If you're currently on a plan that charges daily roaming fees or doesn't cover your destinations, it's worth asking whether a travel eSIM is really the answer — or whether switching your UK plan solves the problem more cleanly.
Explore Fuse's roaming coverage or compare plans to see what's included.
FAQ
Do I need a separate travel eSIM if my UK plan includes roaming?
No. If your UK plan includes roaming in your destination country, a travel eSIM is redundant. You'll use your normal data allowance abroad with no daily fees, and your UK number stays active for calls and texts. Fuse's Pulse and Surge plans include roaming in 130+ countries as standard.
Can I use two eSIMs at the same time on my phone?
Most modern smartphones support dual-SIM functionality, including two active eSIM profiles simultaneously. You can designate one for data and one for calls and texts. However, managing two profiles adds complexity — if your UK plan already includes roaming, there's usually no need.
Will my UK number still work abroad if I use a travel eSIM for data?

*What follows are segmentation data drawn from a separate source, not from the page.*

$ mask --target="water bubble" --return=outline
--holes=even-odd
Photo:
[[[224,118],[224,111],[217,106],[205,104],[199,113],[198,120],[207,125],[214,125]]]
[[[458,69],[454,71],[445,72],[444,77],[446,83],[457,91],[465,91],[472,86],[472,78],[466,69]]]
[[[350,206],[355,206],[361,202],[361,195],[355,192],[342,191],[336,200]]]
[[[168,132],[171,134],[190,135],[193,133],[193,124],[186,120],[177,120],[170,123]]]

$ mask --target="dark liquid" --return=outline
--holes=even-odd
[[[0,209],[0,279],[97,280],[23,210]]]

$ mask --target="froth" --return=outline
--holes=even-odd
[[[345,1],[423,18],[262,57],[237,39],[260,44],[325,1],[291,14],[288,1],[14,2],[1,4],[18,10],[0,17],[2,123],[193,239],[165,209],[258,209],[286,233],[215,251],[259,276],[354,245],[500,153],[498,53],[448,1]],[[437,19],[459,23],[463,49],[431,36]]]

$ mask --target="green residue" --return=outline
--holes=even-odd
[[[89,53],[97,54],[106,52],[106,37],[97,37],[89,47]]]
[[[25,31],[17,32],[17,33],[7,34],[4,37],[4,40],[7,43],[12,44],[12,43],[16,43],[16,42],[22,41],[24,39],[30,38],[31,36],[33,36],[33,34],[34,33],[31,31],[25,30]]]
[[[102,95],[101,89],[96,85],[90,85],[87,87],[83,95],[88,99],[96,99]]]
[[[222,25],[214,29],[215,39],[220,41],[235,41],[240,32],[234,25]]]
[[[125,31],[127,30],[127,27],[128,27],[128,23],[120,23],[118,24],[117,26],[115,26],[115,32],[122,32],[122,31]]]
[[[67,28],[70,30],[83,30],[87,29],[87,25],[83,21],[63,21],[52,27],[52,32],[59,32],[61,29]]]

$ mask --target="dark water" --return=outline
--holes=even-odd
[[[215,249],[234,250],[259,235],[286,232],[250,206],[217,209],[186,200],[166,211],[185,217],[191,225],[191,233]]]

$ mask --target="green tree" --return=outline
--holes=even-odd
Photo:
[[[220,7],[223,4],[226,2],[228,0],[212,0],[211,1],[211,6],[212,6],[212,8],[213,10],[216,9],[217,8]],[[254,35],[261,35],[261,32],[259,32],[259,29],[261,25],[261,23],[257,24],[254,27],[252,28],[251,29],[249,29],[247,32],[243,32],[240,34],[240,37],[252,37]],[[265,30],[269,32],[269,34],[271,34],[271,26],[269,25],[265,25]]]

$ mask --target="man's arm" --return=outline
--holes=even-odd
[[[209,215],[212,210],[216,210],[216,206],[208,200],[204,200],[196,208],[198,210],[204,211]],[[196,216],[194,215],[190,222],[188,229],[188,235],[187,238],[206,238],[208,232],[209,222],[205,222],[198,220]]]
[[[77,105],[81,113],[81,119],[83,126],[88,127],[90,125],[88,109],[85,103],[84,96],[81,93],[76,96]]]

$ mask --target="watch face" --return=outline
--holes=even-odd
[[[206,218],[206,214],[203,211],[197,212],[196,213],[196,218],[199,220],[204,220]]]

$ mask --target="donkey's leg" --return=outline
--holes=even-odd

Your UK number remains tied to your UK SIM or eSIM profile. If that profile is active (even while a travel eSIM handles data), calls and texts to your UK number will still arrive. But if you've made your UK profile inactive to avoid roaming charges, you won't receive them without switching back.
Does having an eSIM mean I automatically have roaming?
No. An eSIM is a technology, not a plan feature. Roaming depends on your specific plan. Fuse's Spark plan is UK-only and doesn't include roaming. Pulse and Surge include roaming in 130+ countries. Always check your plan, not just your SIM type.
Is a travel eSIM cheaper than roaming on a UK plan?
It depends on your plan. If your UK plan charges daily roaming fees, a travel eSIM can save money on longer trips. If your UK plan includes roaming as standard with no daily fees — like Fuse's Pulse and Surge — then a travel eSIM costs more, not less, because you'd be paying for something already included.